Well, I can say that I have seen the first season and in homage I’d just like to give you something… A copy of our movie, Shin Pads (a mirror to Adam and Joe’s fan affliction with John Landis in episode 6)

Brilliant! Well, the second season really blows the first season away and I really love the first season but with any sitcom you have to set up all the characters and relationships and have to get it going. One of my favourite shows of all time was Seinfeld and my dad was into it first and I would sit there and watch it with him while he’s laughing and I’m just like, “I don’t get it.” Yet once I had seen six or eight episodes it was then I knew the characters I found it really funny. The thing with ‘Holliston is when we do screens like this and we show three episodes we’ll mix up the order every time. So when you show them (in order) the first gets a good reception then the second a little bit more and by the third you get to speak to people and they are like, “you can tell that by the third one, you guys had really started to…” so that’s why we mixed the order, so you can get a feel for the characters.

So you build up your characters but the real question is, how long does it take for you to get into your role? Is it just Adam Green playing Adam Green?

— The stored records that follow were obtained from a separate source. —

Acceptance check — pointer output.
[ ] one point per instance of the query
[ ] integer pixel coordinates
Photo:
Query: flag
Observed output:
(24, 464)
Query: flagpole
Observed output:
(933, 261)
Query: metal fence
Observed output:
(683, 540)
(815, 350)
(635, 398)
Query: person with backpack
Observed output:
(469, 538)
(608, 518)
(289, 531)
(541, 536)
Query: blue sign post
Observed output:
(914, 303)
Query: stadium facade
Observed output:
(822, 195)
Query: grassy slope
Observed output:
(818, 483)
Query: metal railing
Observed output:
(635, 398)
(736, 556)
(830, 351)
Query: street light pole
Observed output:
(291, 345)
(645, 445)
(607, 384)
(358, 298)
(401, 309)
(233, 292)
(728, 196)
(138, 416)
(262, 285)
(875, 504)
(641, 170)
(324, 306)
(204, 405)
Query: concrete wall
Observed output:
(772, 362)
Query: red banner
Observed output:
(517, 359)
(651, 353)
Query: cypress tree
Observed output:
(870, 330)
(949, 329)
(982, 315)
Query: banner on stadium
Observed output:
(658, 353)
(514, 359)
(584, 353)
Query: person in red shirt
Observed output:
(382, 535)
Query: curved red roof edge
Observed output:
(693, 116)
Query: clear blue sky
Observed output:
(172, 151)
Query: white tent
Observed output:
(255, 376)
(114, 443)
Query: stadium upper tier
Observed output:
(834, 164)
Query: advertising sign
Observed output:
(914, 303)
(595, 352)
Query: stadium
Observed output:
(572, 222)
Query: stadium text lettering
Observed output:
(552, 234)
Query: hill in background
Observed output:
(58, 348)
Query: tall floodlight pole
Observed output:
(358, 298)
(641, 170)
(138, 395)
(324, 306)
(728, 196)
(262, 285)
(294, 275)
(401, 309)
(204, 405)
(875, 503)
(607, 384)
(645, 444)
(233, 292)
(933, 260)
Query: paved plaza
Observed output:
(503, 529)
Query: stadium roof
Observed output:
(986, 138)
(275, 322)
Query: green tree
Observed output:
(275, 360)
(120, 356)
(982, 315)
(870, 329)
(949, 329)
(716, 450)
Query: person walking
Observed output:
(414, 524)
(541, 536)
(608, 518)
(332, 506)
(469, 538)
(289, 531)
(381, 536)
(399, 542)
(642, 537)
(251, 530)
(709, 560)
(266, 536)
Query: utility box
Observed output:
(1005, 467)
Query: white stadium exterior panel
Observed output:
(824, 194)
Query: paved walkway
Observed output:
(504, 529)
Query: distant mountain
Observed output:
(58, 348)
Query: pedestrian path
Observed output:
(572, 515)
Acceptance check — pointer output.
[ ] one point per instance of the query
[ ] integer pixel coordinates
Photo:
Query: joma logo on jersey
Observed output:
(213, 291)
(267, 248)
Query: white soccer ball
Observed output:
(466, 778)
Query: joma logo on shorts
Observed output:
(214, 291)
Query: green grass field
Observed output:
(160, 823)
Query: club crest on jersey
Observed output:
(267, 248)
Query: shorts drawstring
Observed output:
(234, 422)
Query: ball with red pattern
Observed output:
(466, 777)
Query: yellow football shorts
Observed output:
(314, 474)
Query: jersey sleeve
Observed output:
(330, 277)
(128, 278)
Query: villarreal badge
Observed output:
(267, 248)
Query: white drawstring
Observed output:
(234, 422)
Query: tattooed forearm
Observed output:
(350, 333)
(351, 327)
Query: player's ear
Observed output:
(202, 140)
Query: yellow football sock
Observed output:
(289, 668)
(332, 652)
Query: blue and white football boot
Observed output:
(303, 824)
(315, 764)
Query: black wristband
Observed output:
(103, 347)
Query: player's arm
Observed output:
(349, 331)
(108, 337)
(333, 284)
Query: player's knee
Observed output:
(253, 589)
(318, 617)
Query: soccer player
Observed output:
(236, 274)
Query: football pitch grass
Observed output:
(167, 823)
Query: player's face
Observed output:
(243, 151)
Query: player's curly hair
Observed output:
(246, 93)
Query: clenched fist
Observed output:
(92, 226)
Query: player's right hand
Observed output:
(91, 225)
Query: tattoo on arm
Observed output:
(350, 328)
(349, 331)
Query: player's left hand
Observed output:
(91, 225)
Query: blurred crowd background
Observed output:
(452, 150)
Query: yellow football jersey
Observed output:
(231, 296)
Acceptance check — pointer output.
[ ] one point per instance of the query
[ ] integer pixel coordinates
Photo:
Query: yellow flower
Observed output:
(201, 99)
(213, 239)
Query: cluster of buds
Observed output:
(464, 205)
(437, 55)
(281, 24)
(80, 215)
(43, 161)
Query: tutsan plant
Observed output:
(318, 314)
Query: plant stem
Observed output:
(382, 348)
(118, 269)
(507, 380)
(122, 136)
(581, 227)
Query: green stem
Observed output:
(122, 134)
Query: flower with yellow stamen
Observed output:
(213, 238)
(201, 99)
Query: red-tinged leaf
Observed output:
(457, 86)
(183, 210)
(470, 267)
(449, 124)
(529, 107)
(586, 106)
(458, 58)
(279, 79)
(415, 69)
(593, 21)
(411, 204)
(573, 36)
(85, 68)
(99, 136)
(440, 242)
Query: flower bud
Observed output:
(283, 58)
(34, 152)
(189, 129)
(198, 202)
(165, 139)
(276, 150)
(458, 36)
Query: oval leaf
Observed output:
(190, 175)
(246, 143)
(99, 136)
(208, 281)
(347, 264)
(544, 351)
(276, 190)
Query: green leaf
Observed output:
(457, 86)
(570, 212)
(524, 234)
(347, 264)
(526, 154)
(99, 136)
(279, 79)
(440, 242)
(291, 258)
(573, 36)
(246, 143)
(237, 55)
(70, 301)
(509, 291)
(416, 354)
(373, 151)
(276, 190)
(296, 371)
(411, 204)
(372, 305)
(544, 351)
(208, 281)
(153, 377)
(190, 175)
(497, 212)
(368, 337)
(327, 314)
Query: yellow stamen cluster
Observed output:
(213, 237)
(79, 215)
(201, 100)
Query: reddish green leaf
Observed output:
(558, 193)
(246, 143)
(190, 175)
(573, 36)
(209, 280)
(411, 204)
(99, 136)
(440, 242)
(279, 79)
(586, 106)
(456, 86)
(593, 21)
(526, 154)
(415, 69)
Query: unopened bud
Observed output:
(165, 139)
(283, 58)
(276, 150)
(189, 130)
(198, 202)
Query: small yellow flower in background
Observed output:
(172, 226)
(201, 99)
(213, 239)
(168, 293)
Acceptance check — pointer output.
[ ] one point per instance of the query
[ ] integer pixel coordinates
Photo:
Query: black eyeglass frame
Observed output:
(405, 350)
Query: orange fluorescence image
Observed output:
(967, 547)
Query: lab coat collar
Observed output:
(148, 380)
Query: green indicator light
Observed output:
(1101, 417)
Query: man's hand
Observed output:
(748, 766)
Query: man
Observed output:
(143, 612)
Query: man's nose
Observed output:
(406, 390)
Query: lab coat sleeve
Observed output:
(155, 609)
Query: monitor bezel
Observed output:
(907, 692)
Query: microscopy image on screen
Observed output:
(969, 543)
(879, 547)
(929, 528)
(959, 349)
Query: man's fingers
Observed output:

That’s it! All of us, Joe, Corri, Laura and I, even Oderus. The only person who is actually acting is Dee which is funny because that’s what people think he is like but he’s nothing like that. People know the image of Twisted Sister and he doesn’t drink, he doesn’t smoke, he never did and has always been a family man, and what he likes about that character is he gets to make fun. He knew a million of those guys when he was coming up. Meeting the lead singers of tribute bands telling him they were going to make it big and he’s like “you’re in a fuckin’ cover band dude.” So he’s having a lot of fun making fun of that whole image but he was a little on the fence at first. He was (telling me) “You’re a close personal friend, you know I’m nothing like this but there’s other people who think this is what I’m like. I’ve spent 20 years reinventing myself and now I’m going to do something that will make everybody think…” and I said “It wouldn’t be like that”. The first day of shooting, they were filming ‘Underworld 4’ next door and as Dee walked through someone shouted “Hey Dee, still rockin’ the make up” and he’s still so fuckin’ funny. But he’s the only one who plays someone who’s nothing like him. That’s why we kept all the same first names as all the characters are based on them. In real life Laura, Corri and Joe are my best friends and if this thing could go forever I would be so happy.

And the fact we can still continue making movies is great. I know fans were worried when we were making the second season does that mean this is it? No and the only reason we are holding on the third season is because Joe’s out in Serbia filming ‘Everly’, I’m just picking up ‘Digging Up the Marrow’, Dee has a broadway show and Corri has just had a baby. We’ve always got time for the movies. The movies come first.

Well there is certainly a great balance and before I leave there are just a few quickfire question I’m going to throw you way.

Victor Crowley or Mr Crowley?

Victor Crowley

Hatchet 2 or Wrong Turn 2?

Hatchet 2

Real Blood or Prop Blood?

Prop Blood

Screamfest or Frightfest?


Adam or Joe?


GWAR or Twisted Sister?

Twisted Sister

Dreams or Nightmares?


Landis or Lando?


Shock and gore or Hide and peek?

Shock and gore

Directing or Acting?


Well, Adam, I can say you’ve passed with flying colours, it’s been a pleasure and look forward to both Holliston and Hatchet 3.